O presidente ataca o Supremo Tribunal Federal que o teria impedido de agir durante a pandemia. Caso pudesse decidir, ele afirmou ao STF em petição conjunta com o então advogado-geral da União, André Mendonça, que sua opção seria por não adotar qualquer medida de distanciamento social.

Ficamos assim: o presidente nada pôde fazer porque o Supremo restringiu suas ações. Mas, se ele pudesse agir, sua decisão seria por nada fazer.

Durante a pandemia, o chefe do Executivo limitou-se a propor que fossem utilizados medicamentos sem eficácia comprovada, enquanto defendia que motociclistas não pagassem pedágio nas estradas e denunciava supostos culpados pelo alto preço dos combustíveis.

O presidente parece desconhecer a sua responsabilidade pela gestão da política econômica e pela crise institucional que resultaram no câmbio desvalorizado, contribuindo para o aumento da inflação e do custo do diesel.

A cada derrota, o presidente bradou sua vitimização, denunciou inimigos e convocou ao confronto. Houve quem se arvorasse o direito de ameaçar prédios públicos e de planejar golpes.
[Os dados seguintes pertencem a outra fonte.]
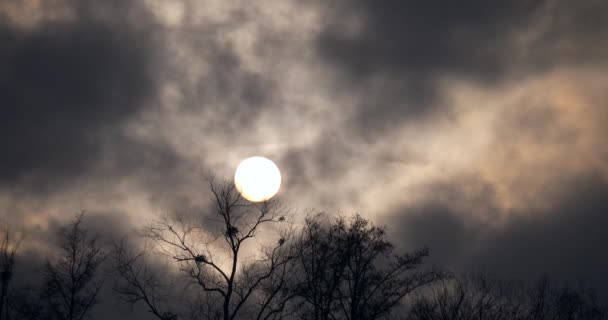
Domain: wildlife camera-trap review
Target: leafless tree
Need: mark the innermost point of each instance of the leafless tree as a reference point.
(71, 284)
(350, 270)
(9, 245)
(136, 281)
(481, 297)
(215, 259)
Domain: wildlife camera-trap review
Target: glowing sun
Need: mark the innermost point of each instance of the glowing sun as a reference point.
(257, 179)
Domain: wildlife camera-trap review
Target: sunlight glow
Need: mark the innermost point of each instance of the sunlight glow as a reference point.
(257, 179)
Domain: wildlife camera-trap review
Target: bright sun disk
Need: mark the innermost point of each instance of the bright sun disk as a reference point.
(257, 179)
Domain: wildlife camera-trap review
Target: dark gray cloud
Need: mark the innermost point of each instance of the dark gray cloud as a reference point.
(65, 87)
(394, 55)
(565, 241)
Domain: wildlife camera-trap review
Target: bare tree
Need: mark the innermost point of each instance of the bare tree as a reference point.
(481, 297)
(9, 245)
(136, 281)
(350, 271)
(71, 285)
(216, 260)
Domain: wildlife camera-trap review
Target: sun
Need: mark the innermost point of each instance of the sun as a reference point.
(257, 179)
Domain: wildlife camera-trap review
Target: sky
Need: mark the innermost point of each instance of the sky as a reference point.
(476, 128)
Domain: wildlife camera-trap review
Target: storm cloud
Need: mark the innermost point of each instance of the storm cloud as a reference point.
(475, 128)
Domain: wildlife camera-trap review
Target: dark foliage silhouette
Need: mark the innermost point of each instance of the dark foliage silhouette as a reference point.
(71, 283)
(350, 270)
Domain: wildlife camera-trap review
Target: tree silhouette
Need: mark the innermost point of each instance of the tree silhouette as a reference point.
(136, 281)
(9, 245)
(350, 270)
(215, 260)
(480, 297)
(71, 286)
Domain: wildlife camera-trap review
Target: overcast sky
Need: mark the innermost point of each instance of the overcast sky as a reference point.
(475, 127)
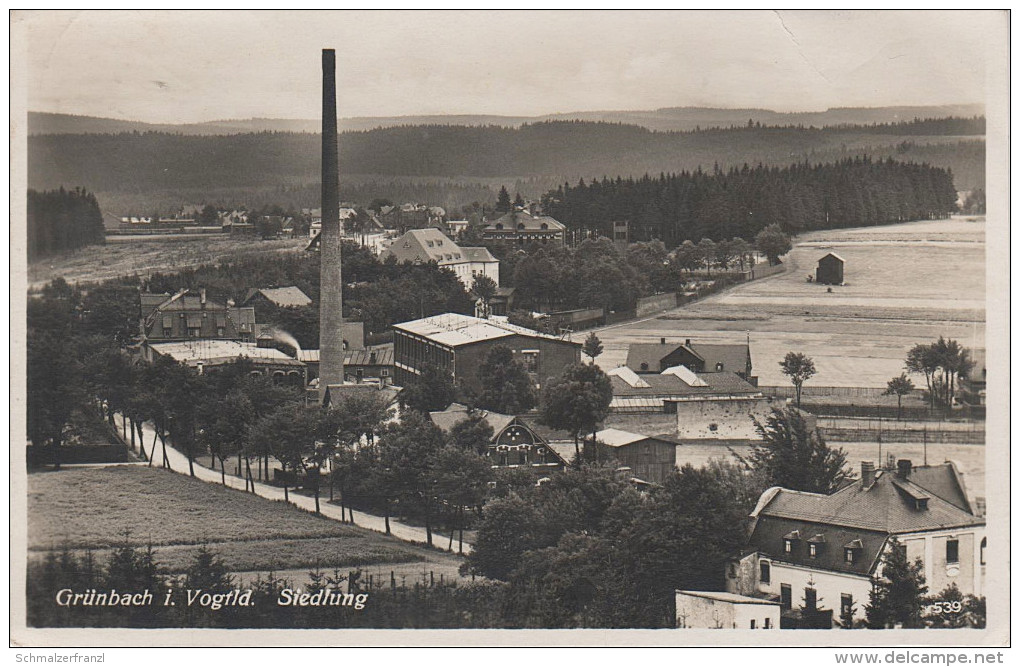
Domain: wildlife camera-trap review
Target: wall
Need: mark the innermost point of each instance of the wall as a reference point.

Felizmente, ele compensou o despautério com uma coragem de calças-curtas diante da reação em defesa da democracia. “Minhas palavras, por vezes contundentes, decorreram do calor do momento”, escreveu o presidente da República em um dia em que caminhoneiros bloquearam estradas e ficaram a ver navios.

Kubrick conhecia a arte de fazer filmes. Peter Sellers surpreende nos três papéis que exerce em “Dr. Fantástico”, incluindo o de um cientista emigrado para os EUA que, por vezes, não consegue evitar que seu braço se erga em saudação nazista.

Capitães e tecnocratas prometem fantasias, mas revelam, descontroladamente, os seus instintos. O Estado de Direito nos protege dos seus devaneios.